The workshop started with a short activity to get to know one another, and a longer conversation on the importance of safe spaces including how we were going to make sure our workshop was a safe space. After this, there was a short period of individual reflection where participants created unique pieces of art to represent their own ethical concerns in silence. After sharing these with the rest of the group, the building of the city began.
Starting with simple language and concerns, we used black building blocks and markers to document the conversations that came out of the individual presentations. To address invisible issues that arise throughout the research process we added little clay ghosts, and to further complicate the conversations we ended up building in some Lego figurines to populate our city of ethical conundrums. After all these conversations, we tied balloons to the ghosts and came up with strategies of addressing these invisible issues.
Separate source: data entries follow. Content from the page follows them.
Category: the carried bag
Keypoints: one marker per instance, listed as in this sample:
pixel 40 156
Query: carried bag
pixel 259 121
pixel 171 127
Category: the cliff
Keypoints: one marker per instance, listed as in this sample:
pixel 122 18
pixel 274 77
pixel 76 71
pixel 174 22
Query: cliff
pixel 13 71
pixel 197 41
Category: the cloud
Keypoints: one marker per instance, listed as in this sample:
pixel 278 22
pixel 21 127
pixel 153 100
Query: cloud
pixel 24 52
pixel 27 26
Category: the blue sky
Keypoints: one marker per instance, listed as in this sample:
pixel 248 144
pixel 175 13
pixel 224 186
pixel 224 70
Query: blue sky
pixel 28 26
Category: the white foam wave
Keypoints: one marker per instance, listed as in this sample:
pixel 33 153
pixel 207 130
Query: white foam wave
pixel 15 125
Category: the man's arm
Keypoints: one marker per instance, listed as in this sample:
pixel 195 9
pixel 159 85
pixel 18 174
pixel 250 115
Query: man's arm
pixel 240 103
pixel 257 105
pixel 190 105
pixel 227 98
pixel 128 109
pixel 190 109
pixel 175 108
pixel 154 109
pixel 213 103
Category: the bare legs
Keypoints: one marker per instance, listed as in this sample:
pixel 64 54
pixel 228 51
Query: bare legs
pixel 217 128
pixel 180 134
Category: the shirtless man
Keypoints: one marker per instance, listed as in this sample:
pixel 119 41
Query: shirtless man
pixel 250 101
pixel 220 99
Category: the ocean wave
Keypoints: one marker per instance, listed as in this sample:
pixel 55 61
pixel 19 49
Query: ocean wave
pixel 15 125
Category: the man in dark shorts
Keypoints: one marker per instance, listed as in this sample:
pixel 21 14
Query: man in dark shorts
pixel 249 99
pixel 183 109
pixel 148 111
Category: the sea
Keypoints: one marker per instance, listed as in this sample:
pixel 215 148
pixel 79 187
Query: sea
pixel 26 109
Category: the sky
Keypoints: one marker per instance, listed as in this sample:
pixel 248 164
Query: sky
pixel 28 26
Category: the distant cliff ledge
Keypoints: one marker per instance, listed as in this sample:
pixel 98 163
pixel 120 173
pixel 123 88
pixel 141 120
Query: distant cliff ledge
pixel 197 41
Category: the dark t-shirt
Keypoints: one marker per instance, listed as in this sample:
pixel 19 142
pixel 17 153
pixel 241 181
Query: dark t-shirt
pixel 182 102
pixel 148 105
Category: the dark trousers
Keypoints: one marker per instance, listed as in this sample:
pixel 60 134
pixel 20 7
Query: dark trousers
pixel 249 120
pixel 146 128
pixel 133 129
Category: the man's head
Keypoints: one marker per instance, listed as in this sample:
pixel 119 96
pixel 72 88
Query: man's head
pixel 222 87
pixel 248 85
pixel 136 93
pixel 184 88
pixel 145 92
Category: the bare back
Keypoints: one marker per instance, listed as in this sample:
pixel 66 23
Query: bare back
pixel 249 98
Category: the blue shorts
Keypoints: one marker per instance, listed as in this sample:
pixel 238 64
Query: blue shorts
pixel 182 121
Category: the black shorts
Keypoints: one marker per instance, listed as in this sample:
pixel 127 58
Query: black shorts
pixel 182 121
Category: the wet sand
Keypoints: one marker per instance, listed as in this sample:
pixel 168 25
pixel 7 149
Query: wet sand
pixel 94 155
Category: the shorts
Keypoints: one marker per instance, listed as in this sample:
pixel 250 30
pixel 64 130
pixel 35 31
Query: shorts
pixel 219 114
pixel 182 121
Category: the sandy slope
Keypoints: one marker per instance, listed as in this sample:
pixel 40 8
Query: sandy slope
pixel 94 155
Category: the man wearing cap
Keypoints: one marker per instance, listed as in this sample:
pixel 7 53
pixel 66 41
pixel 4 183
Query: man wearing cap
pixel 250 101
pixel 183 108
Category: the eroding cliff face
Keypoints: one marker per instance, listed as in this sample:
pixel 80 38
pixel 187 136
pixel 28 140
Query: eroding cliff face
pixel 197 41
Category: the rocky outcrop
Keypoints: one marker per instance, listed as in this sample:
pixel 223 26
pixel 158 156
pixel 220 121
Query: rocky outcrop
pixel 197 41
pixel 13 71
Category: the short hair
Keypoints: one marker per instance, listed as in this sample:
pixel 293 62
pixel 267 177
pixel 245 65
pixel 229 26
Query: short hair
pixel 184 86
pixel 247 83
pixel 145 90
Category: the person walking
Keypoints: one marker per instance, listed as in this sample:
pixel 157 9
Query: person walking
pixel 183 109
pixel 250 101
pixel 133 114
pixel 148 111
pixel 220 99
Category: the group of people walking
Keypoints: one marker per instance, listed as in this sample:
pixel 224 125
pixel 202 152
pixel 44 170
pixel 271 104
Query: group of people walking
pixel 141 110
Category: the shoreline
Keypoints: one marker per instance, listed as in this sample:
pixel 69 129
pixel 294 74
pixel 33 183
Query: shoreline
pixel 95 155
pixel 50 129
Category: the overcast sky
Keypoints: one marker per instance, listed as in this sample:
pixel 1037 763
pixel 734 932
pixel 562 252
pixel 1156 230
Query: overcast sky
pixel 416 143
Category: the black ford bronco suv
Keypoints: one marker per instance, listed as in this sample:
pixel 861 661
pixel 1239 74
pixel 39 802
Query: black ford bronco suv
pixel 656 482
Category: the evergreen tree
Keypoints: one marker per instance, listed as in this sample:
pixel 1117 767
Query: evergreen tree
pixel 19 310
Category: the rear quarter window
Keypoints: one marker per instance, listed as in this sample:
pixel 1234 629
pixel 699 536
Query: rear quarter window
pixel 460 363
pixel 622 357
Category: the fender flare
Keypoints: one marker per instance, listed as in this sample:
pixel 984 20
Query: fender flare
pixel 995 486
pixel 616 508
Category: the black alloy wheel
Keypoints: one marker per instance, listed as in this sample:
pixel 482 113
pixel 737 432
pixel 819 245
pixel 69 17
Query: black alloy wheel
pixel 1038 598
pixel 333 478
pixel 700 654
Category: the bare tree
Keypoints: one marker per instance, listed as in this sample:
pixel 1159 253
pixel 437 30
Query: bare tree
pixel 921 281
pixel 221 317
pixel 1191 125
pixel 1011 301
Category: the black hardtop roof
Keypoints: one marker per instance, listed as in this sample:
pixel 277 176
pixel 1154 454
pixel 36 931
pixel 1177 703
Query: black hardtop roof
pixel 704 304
Learning from one another’s concerns
At the end of the day, we ceremoniously popped these balloons to let the glitter that had been filled in them fall onto the hostile-looking city we had built throughout the day. This made the city prettier and shinier, adding to the metaphor: while the kind of research we are doing in sensitive settings is difficult and at times may look hostile, when we talk about and address these concerns the research will be less hostile and more beautiful.
This workshop helped us learn from one another’s concerns and allowed us to address many difficult issues in a safe environment. It was a great opportunity to exchange experiences, reflect on ethical implications of previous, current, and future projects, and to engage in discussions around these concerns. We were able to map commonalities between the different research projects we discussed in the workshop, and to see that while all participants were working in very different environments, many of the ethical concerns appeared in all of our work.
The safe space we created through the workshop allowed us to address both very detailed and unique concerns, but also broader ethical issues we see in academic research as a whole.